In this “digital thread” strategy, the device is “aware of the entire business process,” not just discrete events. Lexmark is betting on this connected ecosystem to drive revenue growth. “It improves customer service and drives down [maintenance and parts] costs,” Clay says. “This is where we see the future of our company going.”
Dimensions of trust
To support this new way of working between IT and R&D, Lexmark introduced four points of trust, which Clay describes as follows:
Communications. Frequent meetings and interactions engender trust and boost morale. Key staff responsible for delivering products meet weekly, while middle managers and senior executives meet monthly. But this process took time. “Many IT orgs see R&D as the wild west,” Clay says. “We wanted to get past that.”

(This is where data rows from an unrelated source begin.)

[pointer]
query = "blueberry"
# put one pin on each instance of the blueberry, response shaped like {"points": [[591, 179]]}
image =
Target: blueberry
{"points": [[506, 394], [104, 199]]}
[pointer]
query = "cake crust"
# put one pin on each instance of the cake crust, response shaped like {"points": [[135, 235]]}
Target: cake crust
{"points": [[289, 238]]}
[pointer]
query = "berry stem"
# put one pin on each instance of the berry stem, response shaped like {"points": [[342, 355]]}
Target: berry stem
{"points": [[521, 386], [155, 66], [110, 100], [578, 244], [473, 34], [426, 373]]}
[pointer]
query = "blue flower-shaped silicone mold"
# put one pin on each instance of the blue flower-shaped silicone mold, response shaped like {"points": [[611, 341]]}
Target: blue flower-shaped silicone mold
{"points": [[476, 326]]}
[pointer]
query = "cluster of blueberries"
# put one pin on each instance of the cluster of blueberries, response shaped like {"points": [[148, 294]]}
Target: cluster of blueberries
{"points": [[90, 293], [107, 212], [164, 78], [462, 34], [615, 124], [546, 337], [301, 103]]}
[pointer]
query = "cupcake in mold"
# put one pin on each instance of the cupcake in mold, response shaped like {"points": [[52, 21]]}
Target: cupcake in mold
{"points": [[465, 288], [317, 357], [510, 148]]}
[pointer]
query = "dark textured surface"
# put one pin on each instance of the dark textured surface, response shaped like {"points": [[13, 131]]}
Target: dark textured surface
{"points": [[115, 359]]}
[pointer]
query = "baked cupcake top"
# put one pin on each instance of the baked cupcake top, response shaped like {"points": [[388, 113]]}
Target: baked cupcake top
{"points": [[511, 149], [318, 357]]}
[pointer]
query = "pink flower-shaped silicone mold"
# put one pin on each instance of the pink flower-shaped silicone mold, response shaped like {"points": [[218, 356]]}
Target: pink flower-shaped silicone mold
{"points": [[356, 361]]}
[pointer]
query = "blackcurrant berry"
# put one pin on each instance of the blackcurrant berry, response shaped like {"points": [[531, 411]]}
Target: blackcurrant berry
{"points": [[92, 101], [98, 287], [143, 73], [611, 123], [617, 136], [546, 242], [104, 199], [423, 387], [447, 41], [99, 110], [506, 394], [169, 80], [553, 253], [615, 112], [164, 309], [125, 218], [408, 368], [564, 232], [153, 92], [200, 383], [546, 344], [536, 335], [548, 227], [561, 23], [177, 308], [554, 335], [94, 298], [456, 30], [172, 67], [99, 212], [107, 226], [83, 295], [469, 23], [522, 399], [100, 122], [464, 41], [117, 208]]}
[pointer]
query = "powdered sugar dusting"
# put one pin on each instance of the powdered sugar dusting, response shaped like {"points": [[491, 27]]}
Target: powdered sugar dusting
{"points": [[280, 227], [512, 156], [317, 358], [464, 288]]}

Accountability. The governing rule of this cornerstone of leadership is that you are answerable for things under your control. A deliverable can’t be greenlit unless it works, “but you have to deliver,” says Clay, who in an additional role as Lexmark’s chief compliance officer, is responsible for assessing the efficacy with which the company delivers and supports its product.
Competence. Are you good? Can you deliver what you promise on deadline (ideally under budget)? R&D changed the way they built firmware to enable Lexmark’s printers to be IoT and cloud native. Clay connects the architecture and runs it on Azure.
Empathy. Essential to fostering trust between two organizations is getting people to walk a mile in the other person’s shoes, Clay says. Sometimes this takes the form of enabling tradeoffs between departments and resolving conflict before it escalates.
“We’re in a good place,” Clay says of the CIO-CTO partnership. “They trust us.”